Well, their base are Christian nutcases. And I mean "nutcases" in the nicest way possible -- :)
Anyway, their base are hardcore Christians. So, well, that's it.
I mean, nobody supports their policies.(Because their core policies enrich the top 0.01 percent of the population and harm/hurt the rest. Policies like free trade (albeit it isn't free trade), the free movement of capital and the free import of goods and, lastly, starving the beast. Ya know, we're the beast. And we need to be starved.
A lot have "fallen in love" with Santorum because he's a Bible thumper.
Plus elections and election campaigning are pretty simple: politicians want uninformed voters (about 90 to 95 percent of voters are low information voters) making IRRATIONAL choices. That's how our market system works: we've uninformed consumers making irrational choices. But for markets to work, well, you need informed consumers making rational choices.

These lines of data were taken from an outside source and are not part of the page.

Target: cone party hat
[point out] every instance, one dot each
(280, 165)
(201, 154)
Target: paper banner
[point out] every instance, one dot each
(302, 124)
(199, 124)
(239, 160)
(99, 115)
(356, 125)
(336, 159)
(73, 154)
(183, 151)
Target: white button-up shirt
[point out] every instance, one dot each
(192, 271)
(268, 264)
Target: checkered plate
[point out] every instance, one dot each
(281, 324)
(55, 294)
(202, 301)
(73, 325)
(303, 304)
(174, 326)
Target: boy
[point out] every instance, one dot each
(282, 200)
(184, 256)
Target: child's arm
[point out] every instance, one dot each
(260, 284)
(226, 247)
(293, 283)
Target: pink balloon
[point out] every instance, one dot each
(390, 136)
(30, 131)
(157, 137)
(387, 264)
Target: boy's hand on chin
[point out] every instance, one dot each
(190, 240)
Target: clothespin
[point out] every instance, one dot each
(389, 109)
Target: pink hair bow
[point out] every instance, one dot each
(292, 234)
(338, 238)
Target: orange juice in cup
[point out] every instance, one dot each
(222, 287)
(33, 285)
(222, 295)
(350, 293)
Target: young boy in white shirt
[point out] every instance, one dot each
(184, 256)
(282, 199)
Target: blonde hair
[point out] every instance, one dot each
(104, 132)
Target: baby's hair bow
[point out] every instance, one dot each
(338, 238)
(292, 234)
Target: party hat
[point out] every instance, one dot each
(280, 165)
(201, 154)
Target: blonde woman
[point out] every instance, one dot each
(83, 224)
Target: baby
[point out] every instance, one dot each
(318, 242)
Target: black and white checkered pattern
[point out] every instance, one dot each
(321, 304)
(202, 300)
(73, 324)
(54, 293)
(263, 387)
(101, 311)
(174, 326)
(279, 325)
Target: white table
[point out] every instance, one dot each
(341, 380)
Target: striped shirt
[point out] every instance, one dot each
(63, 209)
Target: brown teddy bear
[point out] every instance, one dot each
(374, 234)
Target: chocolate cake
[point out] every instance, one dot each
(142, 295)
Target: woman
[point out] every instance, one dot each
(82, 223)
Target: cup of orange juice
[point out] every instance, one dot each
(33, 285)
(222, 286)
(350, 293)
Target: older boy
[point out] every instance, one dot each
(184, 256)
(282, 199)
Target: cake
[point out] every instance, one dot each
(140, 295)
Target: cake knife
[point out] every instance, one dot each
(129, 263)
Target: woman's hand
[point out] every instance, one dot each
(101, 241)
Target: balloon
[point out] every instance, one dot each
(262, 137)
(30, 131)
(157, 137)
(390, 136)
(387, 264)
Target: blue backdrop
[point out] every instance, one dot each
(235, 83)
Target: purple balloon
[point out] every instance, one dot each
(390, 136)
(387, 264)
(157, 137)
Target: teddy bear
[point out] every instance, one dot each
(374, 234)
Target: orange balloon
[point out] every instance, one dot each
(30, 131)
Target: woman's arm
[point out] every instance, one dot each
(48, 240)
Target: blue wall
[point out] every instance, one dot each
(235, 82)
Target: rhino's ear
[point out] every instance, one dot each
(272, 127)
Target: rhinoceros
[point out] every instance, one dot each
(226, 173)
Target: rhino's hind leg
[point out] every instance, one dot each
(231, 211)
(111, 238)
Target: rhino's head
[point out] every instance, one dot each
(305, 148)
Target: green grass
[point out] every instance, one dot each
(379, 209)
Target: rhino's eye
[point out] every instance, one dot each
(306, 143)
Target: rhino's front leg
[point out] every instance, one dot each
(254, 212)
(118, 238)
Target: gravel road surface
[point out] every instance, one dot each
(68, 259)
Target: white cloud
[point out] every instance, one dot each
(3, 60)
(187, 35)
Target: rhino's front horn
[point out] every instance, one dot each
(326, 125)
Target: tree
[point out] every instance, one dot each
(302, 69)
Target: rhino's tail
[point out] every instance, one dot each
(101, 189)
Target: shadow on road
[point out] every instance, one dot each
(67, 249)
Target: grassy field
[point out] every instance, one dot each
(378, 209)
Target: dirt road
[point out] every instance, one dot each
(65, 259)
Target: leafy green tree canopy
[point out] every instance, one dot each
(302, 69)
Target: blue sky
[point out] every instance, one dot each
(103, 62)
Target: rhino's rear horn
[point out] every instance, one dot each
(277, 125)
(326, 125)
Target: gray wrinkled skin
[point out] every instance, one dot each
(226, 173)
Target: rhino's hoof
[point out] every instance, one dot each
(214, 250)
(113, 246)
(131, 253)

It's a curious kind of "Christianity" which consistently preaches a doctrine of hate - hate for gays, hate for women who want control of their bodies and hate for anything and anybody they fear or otherwise don't understand.
I've said it before and I'll say it again. The American Christian right is every bit as intolerant and extremist as the likes of the Taliban and the Mullahs in Iran. The only difference is that so far the wisdom of the better part of the American people has prevented them from getting their hands on the levers of power. But if that ever does happen, through the agency of the Republican Party, you'll see a theocracy unleashed which will take America back centuries.
I think there are important cultural and political differences between the two groups that would prevent christian conservatives from reaching those depths. Firstly, America places great value on the principles of equality, democracy, and freedom of speech and religion at least in the abstract if not always in the particular. Even with a Rick Santorum presidency and a quiescent Congress these cultural values would prevent a full on regression to the dark ages. You would find increasing restrictions on the reproductive rights of women and a lot more government money going to Christian organizations but not a complete mirror image of a Muslim theocracy.
The other important arresting factor is that the people who fund the GOP and its candidates are the 1%, and they could give two shits about social conservatism. They find it useful to get the Christian conservatives to vote for the moneyed interests in the name of Jesus, but in name only. If these candidates ever starting threatening the bottom line (for example by actually trying to carry out what Jesus said) their corporate masters would quickly find new tribunes with the appropriate interpretation of the gospels.
While America is increasingly becoming an oligarchy, I don't see theocracy as a possibility.
Sanatorum would have no ability to ban porn. This is cheap talk to the base.
....who would shout at him until he did something about it. The worrying thing about Santorum is that he is the real deal - a genuine, dyed-in-the-wool true believer, a fanatic.
At one level that's more admirable than the cynics (I'm looking at you, Newt) who'll say anything to garner votes. But when he says what he says, he truly believes it. That's chilling. And even if, as seems likely, the GOP challenge to Pres Obama is in the end going to be headed by Romney, it won't be easy to forget or ignore that large constituency on the religious right for which Santorum has articulated beliefs, hopes, desires, and, heaven help us, a sense of expectation.
Even from this side of the Atlantic I find that truly terrifying, and I am concerned that an otherwise intelligent man like you seems eager to dismiss it so casually, no disrespect intended.
and its also something he never said
http://www.snopes.com/politics/santorum/taliban.asp
awesome fact checking there from you
He doesn't seem to know that. Just writing the executive fiat could cause trouble for years while the courts bounce it around. Besides; Just making such a stupid statement tells me he's too stupid to be President. & being a radical papist & all, even the klan doesn't want him.
The question was never whether Santorum would be a good president. I think we can dismiss that out of hand. The question was would he (or any president) be able to institute a Christian theocracy. I mentioned the institutional barriers that I see preventing such an occurrence. I fail to understand how recognizing the limits of the presidency is equivalent to dismissing the nastiness of the Christian Right.